Across the room, Sabella stands at the counter, her back to me as she hacks some helpless vegetable with a butter knife. Her hair is in a knot, revealing a few inches of skin on the back of her neck. If I were not bound by these blasted vines, the temptation of that pale and narrow terrain might overcome whatever good sense I have left.

One might think a person trapped in a house by a madwoman would not squander time imagining the act of kissing a fellow captive, but one would be quite mistaken. I have been full of such imaginings. In fact, I grab onto them like they’re the precious driftwood that will keep me afloat on this sea of perilous unknowns.

Sabella looks over her shoulder at me. “Didn’t Delphine tell you to help Rhys wash up before dinner? He and Branna are still in the yard.”

“I can hear that.” Squeals of delight echo through the open windows as the boy and deer play tag. At least Delphine allows them to roam the grounds as she waits for whatever it is she’s waiting for. I try not to consider what might happen to us if she loses patience before Yonaz and Robbie return to rescue us. In my efforts to forestall such thoughts, I entertain romantic notions of Sabella’s neck. It works out rather well, I think.

“Where is Delphine?” I ask Sabella as I take a seat in our captor’s favorite armchair. The movement causes the vine around my upper arm to cut into my skin, and I cringe at the pain.

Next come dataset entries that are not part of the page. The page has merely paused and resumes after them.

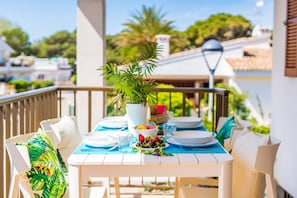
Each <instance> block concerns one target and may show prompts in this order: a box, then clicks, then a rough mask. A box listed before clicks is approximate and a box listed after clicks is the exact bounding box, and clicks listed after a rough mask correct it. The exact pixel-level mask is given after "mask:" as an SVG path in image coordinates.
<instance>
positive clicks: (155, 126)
mask: <svg viewBox="0 0 297 198" xmlns="http://www.w3.org/2000/svg"><path fill="white" fill-rule="evenodd" d="M135 131H136V134H137V135H139V134H142V135H143V136H144V137H148V136H156V135H157V133H158V126H157V125H156V124H155V123H154V122H149V123H148V124H139V125H137V126H136V127H135Z"/></svg>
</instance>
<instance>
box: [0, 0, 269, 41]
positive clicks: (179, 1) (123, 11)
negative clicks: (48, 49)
mask: <svg viewBox="0 0 297 198" xmlns="http://www.w3.org/2000/svg"><path fill="white" fill-rule="evenodd" d="M258 1H259V0H258ZM256 2H257V0H207V1H206V0H106V33H107V34H111V35H114V34H116V33H119V32H120V31H121V30H123V29H124V27H123V25H122V24H123V23H125V22H127V20H128V19H131V17H130V15H131V13H132V12H134V11H135V10H141V7H142V5H146V6H155V7H156V8H158V9H159V8H160V9H161V10H162V12H163V13H166V17H165V18H166V19H167V20H173V21H174V24H173V25H174V26H175V28H176V29H177V30H180V31H184V30H185V29H186V28H187V27H188V26H190V25H193V24H194V22H195V21H196V20H204V19H206V18H207V17H208V16H209V15H211V14H216V13H222V12H223V13H230V14H234V15H237V14H240V15H242V16H244V17H246V18H247V19H249V20H251V22H252V24H256V23H260V24H261V25H265V26H267V27H269V28H272V26H273V0H264V6H263V7H261V13H260V14H259V15H257V14H256V11H257V8H256ZM76 4H77V1H76V0H43V1H40V0H26V1H24V0H6V1H2V2H1V6H0V17H4V18H6V19H8V20H9V21H11V22H12V23H14V24H16V25H18V26H20V27H21V28H22V29H23V30H24V31H25V32H26V33H28V34H29V36H30V40H31V41H35V40H38V39H42V38H43V37H47V36H50V35H52V34H54V33H55V32H57V31H60V30H68V31H71V32H72V31H73V30H75V28H76Z"/></svg>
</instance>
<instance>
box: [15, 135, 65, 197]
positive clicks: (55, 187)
mask: <svg viewBox="0 0 297 198" xmlns="http://www.w3.org/2000/svg"><path fill="white" fill-rule="evenodd" d="M18 144H19V145H25V146H27V148H28V152H29V156H30V163H31V170H30V171H28V172H27V177H28V178H29V182H30V184H31V186H32V190H33V192H34V195H35V197H62V196H63V195H64V193H65V191H66V188H67V184H66V179H65V176H64V170H63V168H62V167H61V166H60V163H59V160H58V155H57V152H56V150H55V149H54V147H53V144H52V142H51V141H50V140H49V138H48V136H47V135H46V133H45V132H43V131H41V130H39V131H38V132H37V133H36V134H35V135H34V136H33V137H32V138H31V139H29V140H27V141H26V142H23V143H18Z"/></svg>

“In the garden doing something. Probably cursing weeds to die or talking apples into growing to be the size of your head.” She scoops up chopped carrots with her hands and drops them into a bowl before she starts in on a defenseless potato.

I ignore her jab at my hat size and appreciate what I can see of her left earlobe. If she had any idea the power she wields over me just by being … Honestly, she has ruined me. And it is wonderful indeed. Or will be, if the universe has any mercy upon me in the future.

My foot pokes at an ant, pointing it toward the open door. My mouth says without asking my brain, “This would be nice, if not for that woman. This house in the woods. Us together.” Regret makes my face a bonfire. I brace myself for another reminder that we are only friends.

Sabella turns toward me. She rests her hip against the counter. Her dress is rumpled and her forehead is speckled with perspiration. A lock of hair hangs down, barely falling clear of her left eye. A maple leaf clings to one of her antlers, evidence that she ventured outdoors earlier. Apart from the worry line between her eyebrows, I would not change a thing about her.

“You certainly have a good attitude today,” she says.

I shrug off her comment. Compliment? “Well, we did see a bat recently.”

“I hope we see him again soon. I thought my mother worked me to the bone, but Delphine… Why are you looking at me like that?”

“Um, there’s a leaf on your antler,” I say, hoping she believes me. What must my face look like? Is the longing for her written across my features in huge letters? I try to adjust my expression to a neutral one.

She runs her fingers over the silvery branches of her antlers until she locates the leaf. After she plucks it off, she presses it flat in her palm and stares at it. “I want to apologize,” she says. “Back in the woods, before we were captured, I hurt your feelings. I know you were just trying to help me.”

“Apology accepted,” I say. “We will figure this out, Sabella, how to…get along.” I don’t want to talk about being friends. I need to be allowed to hope for more—at least until we can return to the farm.

“We will,” she says, meeting my gaze. “I know we will.”

In a perfect world, I would cross the room now and give her a friendly embrace, something completely cordial and platonic and warm, but not warmer than she would appreciate, but this prison is not a perfect world. The vine around my arm tightens as if to remind me to behave.

And then Delphine calls my name. Before I go, I give Sabella the best smile I own. When she smiles back, I feel as though I could fly all the way to the moon without using my wings.